Beatrice hesitated. “I'd rather not if you'd excuse me,” she said politely in a light composed tone.

My heart sank. Though I would like to have seen her dance, I approved the modesty and propriety of her decision; but 1 feared there would now be a “scene” of the kind I most disliked. Dr. Darrell would scold, Mrs. Darrell would plead, Beatrice would scowl, pout or cry—I felt all her misery in advance for her.

“Very well, my dear, we won't press you,” said Dr. Darrell.

I was astounded. Such mildness, such urbane good manners, from a father!

“Perhaps you'd take your coat off and show Netta your pretty dancing dress?” suggested my father.
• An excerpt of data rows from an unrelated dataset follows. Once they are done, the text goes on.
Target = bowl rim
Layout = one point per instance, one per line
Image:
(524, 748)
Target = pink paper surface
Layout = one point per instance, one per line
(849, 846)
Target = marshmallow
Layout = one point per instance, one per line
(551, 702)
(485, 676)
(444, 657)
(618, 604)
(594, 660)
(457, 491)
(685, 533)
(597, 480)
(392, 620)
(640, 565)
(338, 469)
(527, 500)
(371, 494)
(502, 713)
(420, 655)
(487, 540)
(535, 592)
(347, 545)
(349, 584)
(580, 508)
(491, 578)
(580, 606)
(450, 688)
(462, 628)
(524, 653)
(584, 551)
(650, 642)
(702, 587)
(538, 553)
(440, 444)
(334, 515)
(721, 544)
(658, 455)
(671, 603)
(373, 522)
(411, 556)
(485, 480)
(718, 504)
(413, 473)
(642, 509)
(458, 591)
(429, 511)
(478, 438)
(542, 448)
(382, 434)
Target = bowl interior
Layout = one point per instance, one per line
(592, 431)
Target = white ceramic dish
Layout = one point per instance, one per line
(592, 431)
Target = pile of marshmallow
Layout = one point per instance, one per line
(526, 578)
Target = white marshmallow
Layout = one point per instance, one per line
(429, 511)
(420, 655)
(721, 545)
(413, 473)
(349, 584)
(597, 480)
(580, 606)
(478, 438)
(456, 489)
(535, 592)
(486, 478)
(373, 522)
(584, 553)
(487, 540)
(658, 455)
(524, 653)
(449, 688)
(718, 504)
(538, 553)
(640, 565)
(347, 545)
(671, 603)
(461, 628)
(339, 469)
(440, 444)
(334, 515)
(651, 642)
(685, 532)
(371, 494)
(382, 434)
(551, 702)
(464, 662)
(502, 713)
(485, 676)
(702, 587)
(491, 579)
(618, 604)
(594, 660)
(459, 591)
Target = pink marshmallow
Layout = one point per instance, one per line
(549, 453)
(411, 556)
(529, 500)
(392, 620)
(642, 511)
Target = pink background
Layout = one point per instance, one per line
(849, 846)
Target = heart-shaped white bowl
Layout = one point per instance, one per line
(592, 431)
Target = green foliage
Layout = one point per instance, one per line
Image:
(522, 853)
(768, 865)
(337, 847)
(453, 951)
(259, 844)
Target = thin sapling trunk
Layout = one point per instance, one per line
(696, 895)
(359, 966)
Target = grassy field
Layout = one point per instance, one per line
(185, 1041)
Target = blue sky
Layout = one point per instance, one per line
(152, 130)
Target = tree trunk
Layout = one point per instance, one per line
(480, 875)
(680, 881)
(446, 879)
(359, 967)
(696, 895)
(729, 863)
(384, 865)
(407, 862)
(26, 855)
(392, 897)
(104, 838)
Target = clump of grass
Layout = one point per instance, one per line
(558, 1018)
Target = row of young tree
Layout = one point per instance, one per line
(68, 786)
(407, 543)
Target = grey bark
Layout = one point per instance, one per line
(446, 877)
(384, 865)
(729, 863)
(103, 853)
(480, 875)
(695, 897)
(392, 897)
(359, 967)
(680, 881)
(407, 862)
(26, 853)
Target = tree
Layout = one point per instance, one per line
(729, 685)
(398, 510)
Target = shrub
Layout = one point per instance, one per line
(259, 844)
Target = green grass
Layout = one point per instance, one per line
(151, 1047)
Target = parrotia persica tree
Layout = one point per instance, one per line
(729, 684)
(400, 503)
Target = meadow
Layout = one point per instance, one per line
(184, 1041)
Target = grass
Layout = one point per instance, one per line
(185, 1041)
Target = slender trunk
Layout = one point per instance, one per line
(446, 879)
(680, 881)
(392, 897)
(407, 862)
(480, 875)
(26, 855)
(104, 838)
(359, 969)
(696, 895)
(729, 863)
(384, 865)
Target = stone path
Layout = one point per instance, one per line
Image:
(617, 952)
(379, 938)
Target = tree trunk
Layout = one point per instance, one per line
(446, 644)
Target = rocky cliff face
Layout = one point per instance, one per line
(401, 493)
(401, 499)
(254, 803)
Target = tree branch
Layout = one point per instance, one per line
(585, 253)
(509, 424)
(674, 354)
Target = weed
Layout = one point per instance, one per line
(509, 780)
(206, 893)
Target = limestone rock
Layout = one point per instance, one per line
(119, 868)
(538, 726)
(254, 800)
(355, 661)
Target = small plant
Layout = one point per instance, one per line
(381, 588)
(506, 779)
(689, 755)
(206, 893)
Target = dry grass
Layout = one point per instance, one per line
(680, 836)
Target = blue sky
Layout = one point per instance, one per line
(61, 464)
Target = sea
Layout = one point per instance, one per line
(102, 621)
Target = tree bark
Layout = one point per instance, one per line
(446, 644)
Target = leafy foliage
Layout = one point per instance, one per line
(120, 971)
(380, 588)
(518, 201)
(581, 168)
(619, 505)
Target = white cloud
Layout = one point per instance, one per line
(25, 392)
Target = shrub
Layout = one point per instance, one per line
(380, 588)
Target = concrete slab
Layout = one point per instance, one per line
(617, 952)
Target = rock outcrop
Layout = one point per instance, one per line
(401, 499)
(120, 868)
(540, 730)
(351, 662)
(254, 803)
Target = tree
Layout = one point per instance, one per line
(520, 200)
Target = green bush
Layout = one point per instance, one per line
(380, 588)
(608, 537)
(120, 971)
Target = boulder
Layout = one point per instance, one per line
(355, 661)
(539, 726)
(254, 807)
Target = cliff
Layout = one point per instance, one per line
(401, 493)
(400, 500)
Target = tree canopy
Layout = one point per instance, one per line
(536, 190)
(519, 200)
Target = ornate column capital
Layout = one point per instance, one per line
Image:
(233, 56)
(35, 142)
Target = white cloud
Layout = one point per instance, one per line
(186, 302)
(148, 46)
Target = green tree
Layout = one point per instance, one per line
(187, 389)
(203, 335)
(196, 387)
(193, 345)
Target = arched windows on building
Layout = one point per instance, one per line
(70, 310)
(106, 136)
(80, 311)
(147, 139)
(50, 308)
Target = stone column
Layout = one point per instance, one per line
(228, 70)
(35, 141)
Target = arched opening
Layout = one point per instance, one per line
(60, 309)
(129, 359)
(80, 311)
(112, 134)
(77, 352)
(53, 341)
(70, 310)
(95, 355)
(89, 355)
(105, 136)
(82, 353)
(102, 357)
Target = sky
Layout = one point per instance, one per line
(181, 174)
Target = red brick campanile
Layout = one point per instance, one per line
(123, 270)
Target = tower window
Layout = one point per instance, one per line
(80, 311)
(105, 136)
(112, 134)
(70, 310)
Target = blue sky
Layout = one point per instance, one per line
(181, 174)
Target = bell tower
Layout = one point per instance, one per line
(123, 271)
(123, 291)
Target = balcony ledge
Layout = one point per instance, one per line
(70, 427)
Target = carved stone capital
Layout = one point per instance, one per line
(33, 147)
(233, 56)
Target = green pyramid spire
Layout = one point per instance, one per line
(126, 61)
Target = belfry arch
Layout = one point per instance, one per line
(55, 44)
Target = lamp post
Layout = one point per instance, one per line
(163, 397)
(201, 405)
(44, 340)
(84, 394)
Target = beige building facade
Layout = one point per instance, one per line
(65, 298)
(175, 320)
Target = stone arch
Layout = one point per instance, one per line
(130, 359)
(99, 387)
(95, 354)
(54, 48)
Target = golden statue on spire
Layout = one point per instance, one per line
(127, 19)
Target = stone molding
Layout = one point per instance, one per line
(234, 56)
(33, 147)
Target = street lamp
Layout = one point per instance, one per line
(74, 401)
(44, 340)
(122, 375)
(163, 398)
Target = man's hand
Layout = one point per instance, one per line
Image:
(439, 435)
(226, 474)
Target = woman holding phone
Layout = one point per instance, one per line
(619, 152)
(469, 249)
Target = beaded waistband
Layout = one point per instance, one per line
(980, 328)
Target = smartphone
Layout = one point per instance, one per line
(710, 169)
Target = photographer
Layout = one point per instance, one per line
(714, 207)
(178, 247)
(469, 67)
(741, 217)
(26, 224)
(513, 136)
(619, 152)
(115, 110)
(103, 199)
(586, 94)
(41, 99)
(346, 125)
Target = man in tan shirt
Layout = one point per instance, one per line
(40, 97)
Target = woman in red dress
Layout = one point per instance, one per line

I was shocked by such a gross demand. But Beatrice after a moment's hesitation gave her quick charming smile and began to unbutton her coat. When her wrappings and snow boots had been shed, we all gaped at her in astonished admiration. Her frock was of a pale green chiffon, accordion-pleated—at that time a new device—which billowed in the draught from the hearth; her heelless dancing shoes were of gleaming bronze. Beatrice was not what I then thought of as a pretty girl, for her face was pale and oval, not round and pink like Netta's, but even then I was aware of the distinction of her appearance. She was tall and slender, with a thin, aquiline, aristocratic face, smooth straight hair of that familiar English shade known inaccurately as light brown—but it is difficult to find another adjective to describe it—and fine hazel eyes, in which light seemed to sparkle. She moved a pace or two; her
dress waved and shimmered, she seemed poised like a butterfly on those agile gleaming toes.

“I could play for you if you would dance,” said Henry suddenly from the rear.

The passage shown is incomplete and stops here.